Highlights & Insights¶
- The dual-path unified visual representation is the central contribution: encoding both semantics and structural details within the VAE latent space eliminates the redundancy of separate CLIP and VAE encoders.
- Pre-distilling the semantic path into the VAE space is an elegant design choice — enabling the same set of latents to support both understanding and generation.
- Reusing the Flow head from the 1.5B model when scaling to 7B reduces large-model training cost.
- Native support for text, image, and video within a single unified model remains rare among current UMMs.
Limitations & Future Work¶
- Image generation quality (GenEval 0.76) still lags behind state-of-the-art dedicated generation models (BAGEL 0.88, Mogao 0.89).

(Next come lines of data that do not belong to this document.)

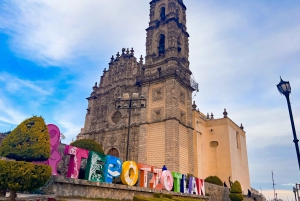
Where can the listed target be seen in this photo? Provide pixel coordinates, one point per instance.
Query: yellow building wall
(228, 158)
(183, 150)
(156, 144)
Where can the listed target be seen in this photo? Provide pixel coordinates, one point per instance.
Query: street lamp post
(285, 89)
(294, 190)
(130, 103)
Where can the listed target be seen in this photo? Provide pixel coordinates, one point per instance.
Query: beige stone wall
(67, 187)
(156, 144)
(217, 151)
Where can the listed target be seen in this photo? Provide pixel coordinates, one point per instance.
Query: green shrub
(88, 144)
(236, 187)
(30, 141)
(236, 192)
(214, 180)
(169, 196)
(23, 176)
(236, 197)
(157, 195)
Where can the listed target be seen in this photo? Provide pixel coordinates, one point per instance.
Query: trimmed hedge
(236, 192)
(163, 198)
(214, 180)
(88, 144)
(23, 176)
(30, 141)
(236, 197)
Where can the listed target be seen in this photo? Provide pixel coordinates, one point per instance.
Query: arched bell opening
(163, 13)
(161, 45)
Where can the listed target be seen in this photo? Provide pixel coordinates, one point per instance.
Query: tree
(27, 143)
(236, 192)
(88, 144)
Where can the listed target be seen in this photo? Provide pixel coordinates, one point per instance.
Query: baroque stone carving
(182, 97)
(116, 117)
(182, 116)
(157, 94)
(213, 144)
(157, 114)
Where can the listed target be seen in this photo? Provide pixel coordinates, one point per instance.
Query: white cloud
(14, 84)
(236, 55)
(281, 194)
(9, 114)
(56, 32)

- Due to computational constraints, the 7B model did not incorporate interleaved or video training data; video generation capability is demonstrated only in the 1.5B model.
- The semantic path has a strong dependency on SigLIP, limiting flexibility in substituting the base visual encoder.

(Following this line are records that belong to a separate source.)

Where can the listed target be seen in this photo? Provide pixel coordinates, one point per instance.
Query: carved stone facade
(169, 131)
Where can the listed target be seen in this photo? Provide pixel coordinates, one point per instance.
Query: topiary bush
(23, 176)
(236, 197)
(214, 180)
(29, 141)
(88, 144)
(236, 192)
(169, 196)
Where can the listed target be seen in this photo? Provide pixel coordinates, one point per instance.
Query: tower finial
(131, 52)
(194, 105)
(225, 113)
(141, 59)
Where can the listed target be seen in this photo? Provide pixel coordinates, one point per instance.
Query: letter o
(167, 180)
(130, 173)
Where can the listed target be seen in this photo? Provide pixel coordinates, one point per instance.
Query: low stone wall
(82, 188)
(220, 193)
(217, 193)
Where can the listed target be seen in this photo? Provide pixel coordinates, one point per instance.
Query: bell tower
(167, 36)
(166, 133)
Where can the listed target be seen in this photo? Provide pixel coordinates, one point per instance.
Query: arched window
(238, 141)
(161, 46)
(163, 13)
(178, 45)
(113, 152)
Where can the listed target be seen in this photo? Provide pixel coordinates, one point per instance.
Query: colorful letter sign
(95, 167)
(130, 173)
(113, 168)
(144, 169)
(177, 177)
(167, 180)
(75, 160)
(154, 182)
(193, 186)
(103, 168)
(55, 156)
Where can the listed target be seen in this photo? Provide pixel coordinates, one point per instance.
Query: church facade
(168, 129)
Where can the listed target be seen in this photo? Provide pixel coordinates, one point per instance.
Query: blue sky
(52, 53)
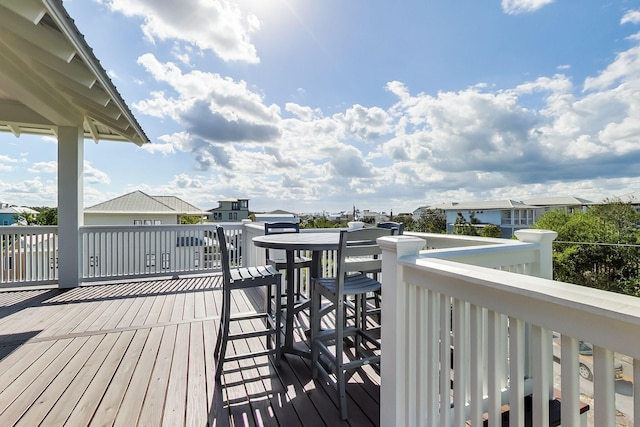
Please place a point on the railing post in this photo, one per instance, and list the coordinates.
(545, 239)
(247, 245)
(393, 334)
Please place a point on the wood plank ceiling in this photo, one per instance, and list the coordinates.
(49, 77)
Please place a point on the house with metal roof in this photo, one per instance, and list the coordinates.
(509, 215)
(139, 208)
(230, 210)
(567, 203)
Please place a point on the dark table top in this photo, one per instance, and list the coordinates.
(299, 241)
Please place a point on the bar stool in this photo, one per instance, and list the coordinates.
(242, 279)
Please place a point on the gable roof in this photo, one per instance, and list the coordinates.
(138, 202)
(18, 210)
(558, 201)
(49, 77)
(487, 205)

- The effect of scaling image resolution (432→1024) is not reported in detail.
Related Work & Insights¶
- The dual-path fusion mechanism offers insights into how to simultaneously preserve semantic and structural information within a single latent space.
- The two-stage training approach (first freezing the LLM to learn visual generation, then fine-tuning globally) is a practical strategy for mitigating catastrophic forgetting.

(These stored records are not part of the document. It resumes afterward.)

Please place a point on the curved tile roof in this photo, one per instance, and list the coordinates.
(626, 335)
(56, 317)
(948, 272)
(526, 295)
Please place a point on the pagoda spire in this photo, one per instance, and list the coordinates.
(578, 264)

- Comparisons with Transfusion, Chameleon, and related methods suggest that AR + Flow Matching constitutes a competitive hybrid paradigm.
Rating¶
- Novelty: ⭐⭐⭐⭐ The dual-path unified representation and semantic path distillation constitute a genuinely novel design.
- Experimental Thoroughness: ⭐⭐⭐⭐ Multiple benchmarks covering both understanding and generation are evaluated, though generation-side comparisons are somewhat limited.
- Writing Quality: ⭐⭐⭐⭐ Architecture descriptions are clear and training details are comprehensive.
- Value: ⭐⭐⭐⭐ Provides a scalable reference design for natively unified multimodal models.